Academic Support to Greatly Expand in Spring, 2015 Semester

CHULA VISTA – An unprecedented expansion of student tutoring services at Southwestern College is set to launch in January, thanks to $400,000 in funding from the California Community Colleges Chancellor’s Office. 

The grant will fund 40-50 tutors to work with professors to target struggling students in 40 Basic Skills classes, more than doubling the number of courses at Southwestern College that will have what administrators call `embedded tutors.’

Southwestern College also is investing $10,500 annually in another new effort using eTutoring.org, an online platform where tutors work with students in real time. This free-to-students service teams students with tutors to review essay submissions and to answer questions in courses ranging from accounting to web development. The initiative, which began with a soft launch in December, is set to go into full effect when the spring semester begins January 21, said Andrew Rempt, Southwestern College’s Learning Assistance Services Coordinator.

eTutoring is used across North America in more than 130 two- and four-year public and private colleges and universities.

“Online tutoring is just something that has been long overdue, and the technology has gotten to the point where it is easy to use and the cost is remarkably reasonable,” Rempt said.
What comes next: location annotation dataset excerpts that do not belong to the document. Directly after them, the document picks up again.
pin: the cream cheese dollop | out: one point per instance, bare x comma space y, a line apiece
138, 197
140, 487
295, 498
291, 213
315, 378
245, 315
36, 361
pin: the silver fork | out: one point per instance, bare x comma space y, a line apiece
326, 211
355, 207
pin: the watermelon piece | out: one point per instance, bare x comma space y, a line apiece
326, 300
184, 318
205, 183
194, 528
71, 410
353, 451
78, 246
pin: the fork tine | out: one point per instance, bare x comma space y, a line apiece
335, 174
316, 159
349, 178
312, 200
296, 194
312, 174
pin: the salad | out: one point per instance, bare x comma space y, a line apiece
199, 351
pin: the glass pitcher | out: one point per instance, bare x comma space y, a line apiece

Southwestern College has long offered tutoring services, but its efforts have been limited because of funding. Services include those who work with professors and lecturers through an embedded tutoring program that is also known as Power Study. Additionally students can drop in or make an appointment at the Academic Success Center on the Chula Vista campus and other locations across the college district’s four campuses.

“The Southwestern College Academic Success Center Program exists to assist all members of the campus community in achieving their academic goals,” reads the Success Center’s vision statement. “Our programs are cooperatively designed in response to diverse student and community needs. We use a variety of instructional approaches appropriate for different skill levels and learning styles.”

The bolstered efforts will have a profound impact on the lives of countless students, Rempt said.

“Tutoring has proven to be the most successful of interventions to help students succeed, and we are all about student success at Southwestern College,” he said.

Money to hire the 40-50 tutors for Basic Skills courses came from the Chancellor’s Office `Student Equity Funds’ to address the large numbers of students who are not succeeding in such classes.

Much is at stake. Basic skills courses, also known as remedial classes, are aimed at students who have not reached college-ready status in subjects such as math and English. Students often become discouraged if they have to take too many remedial classes before qualifying for college-level coursework. The California Community Colleges system has put added emphasis over the years on beefing up its basic skills services, and the $400,000 for the added tutors is part of a larger $930,000 grant that is also paying for basic skills boot camps, data analysis, surveys and more at Southwestern College.

Shawna Williams, a former Southwestern College student who has tutored at the campus for several years, said she has seen the transformative power that tutoring can have.

“It is so rewarding,” Williams said of her experience. “I’ve seen the confidence in those I’ve tutored grow, and I’ve seen them become more determined to succeed.”

Williams, who is a coordinator for the Power Study Program, termed tutoring “supplemental instruction that can help students stay in school.”

All tutoring services are free to Southwestern College students.

Said Rempt: “We’re excited for the opportunity to be able to serve students in the classroom so directly.”